The reason that Abed automatically adds a git repository, is that this makes it easy to keep track of changes in the setup of your experiment, add executables that you write to version control in the same folder, and keep a historical record of your experiments in the interest of reproducible and open research. Moreover, the git repository is used to figure out which files to commit to the remote server. This means that only files that are in the git repository will be transferred to the remote (see below for more info on this).

Now that you’ve initialized the Abed folder, it’s time to edit the appropriate settings, define tasks, and create executables. Don’t forget to commit everything to git once you’re done. See The Abed Settings file for more information on defining the experiments through the settings file.

Remote setup of an Abed project

Assuming that you’ve defined everything in the settings file, we should first reload the tasks that Abed will run, so the task file corresponds to the tasks defined in the settings. This can be done by running:

$ abed reload_tasks

Once this is done, we can start working with the remote compute cluster. The first thing we do is to setup the remote environment, and push the datasets to the server. This is done with the command:

$ abed setup

This creates the following structure on the remote server:

REMOTE_DIR
|
|--- datasets
|    |
|    |--- 1464463710
|    |    |
|    |    |--- ... your datasets ...
|    |
|    packages
|    |
|    |--- 2016_05_28_21_30_04_123456ab.tar.gz
|    |
|    releases
|    |
|    |--- 2016_05_28_21_30_04_123456ab
|    |    |
|    |    |--- abed_conf.py
|    |    |--- abed_auto.txt
|    |    |--- abed_tasks.txt
|    |    |--- datasets
|    |    |--- execs
|    |         |
|    |         |--- ... your executables ...
|    |--- current
|    |--- previous

In this directory structure, current and previous will always be symbolic links to the previous two configurations that were uploaded. Everytime you use the abed push command, a new package is uploaded, which is unpacked in the release directory. To save space, datasets are copied from the previous configuration to the current configuration every time a new push is done.

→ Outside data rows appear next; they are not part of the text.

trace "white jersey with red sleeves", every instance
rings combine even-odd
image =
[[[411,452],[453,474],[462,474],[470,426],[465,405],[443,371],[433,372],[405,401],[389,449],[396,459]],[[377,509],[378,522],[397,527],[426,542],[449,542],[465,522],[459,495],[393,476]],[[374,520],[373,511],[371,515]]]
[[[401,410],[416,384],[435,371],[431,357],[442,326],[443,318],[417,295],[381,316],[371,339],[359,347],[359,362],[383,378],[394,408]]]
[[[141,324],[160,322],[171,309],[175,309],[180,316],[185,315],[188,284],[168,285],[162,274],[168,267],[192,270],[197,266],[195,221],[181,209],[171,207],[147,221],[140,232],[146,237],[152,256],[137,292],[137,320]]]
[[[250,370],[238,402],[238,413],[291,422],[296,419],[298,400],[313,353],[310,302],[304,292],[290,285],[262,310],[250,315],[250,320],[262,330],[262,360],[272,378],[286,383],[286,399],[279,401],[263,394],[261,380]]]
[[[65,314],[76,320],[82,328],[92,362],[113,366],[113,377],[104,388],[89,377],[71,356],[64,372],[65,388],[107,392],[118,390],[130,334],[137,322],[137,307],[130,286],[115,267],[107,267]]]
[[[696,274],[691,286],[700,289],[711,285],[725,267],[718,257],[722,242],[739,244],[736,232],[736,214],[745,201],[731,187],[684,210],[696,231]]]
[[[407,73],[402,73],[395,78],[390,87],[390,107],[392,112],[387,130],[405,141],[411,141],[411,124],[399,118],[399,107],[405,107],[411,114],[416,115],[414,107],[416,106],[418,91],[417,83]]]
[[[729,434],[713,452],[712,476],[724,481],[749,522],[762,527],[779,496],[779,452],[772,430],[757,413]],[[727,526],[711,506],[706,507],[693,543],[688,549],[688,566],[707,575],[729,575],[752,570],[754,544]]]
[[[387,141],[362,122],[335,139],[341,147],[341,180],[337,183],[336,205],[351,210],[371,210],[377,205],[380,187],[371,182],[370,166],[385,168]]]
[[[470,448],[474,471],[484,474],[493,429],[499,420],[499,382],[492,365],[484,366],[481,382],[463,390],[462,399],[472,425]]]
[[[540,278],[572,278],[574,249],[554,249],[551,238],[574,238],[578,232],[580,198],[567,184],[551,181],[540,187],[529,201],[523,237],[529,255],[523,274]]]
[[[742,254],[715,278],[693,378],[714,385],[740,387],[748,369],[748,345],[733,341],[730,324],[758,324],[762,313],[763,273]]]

Note: the package that is uploaded is simply an archive made from the current state of the git repository. This means that only files that are commited to the git repository will be transferred to the remote!

Running an Abed project

Now that we’ve finished the setup of Abed both locally and on the remote, it’s time to start the computations. This can be done by running:

$ abed push

This pushes the last state of the git repository to the remote server, runs the build command (e.g. make) when needed, creates the PBS file, and submits this to the PBS queue.

Eventually, the PBS queue will run your job. On the remote server, this is also done by Abed. Abed contains an efficient master-worker program which works through the Message Passing Interface (MPI). This ensures that maximum use is made of all cores on the remote, without the need for any additional configurations. Abed will always designate one worker as the copy worker. This worker process takes care of periodically copying the results from the remote scratch directory on the compute node back to your project directory. This is useful for when the computations end prematurely, this way you will still have most of the results that were generated. Another advantage of having the copy worker is that now one core will not be continuously occupied, which gives space for potential system processes that need to run on the node. Note finally that the master thread does no work itself, other than sending out work to the worker threads.

When the computations are finished, the results can be collected using the command:

$ abed pull

This command download the results from the remote server, unpacks them into the staging directory, and organizes the files into the local results directory, with a hierarchy based on the datasets and methods in the experiment. After the organizing of the results files is done, Abed will update the task file to remove all tasks that have been completed, and it will automatically commit this to the git repository. Therefore, after this is done, it is immediately possible to push again to the remote, to continue the computations.

Since it is inefficient manually push and pull every time, the following command can be used:

$ abed auto

This command automatically pushes and pulls, until all tasks are completed. For this to work as intended, it must be possible to login to the cluster without typing a password. This can be done by exchanging SSH keys, as described here.

When all tasks are finished

When all tasks are finished, Abed automatically generates the summary files from the results. If it doesn’t do this for whatever reason, you can force generation of result pages with the command:

$ abed parse_results

Both static webpages and simple text files will be generated. The webpages can be viewed simply by running:

$ abed view_results

This will open the static summary pages in your default browser. For more on interpreting and exploring these summary pages, see Analyzing Abed’s Output.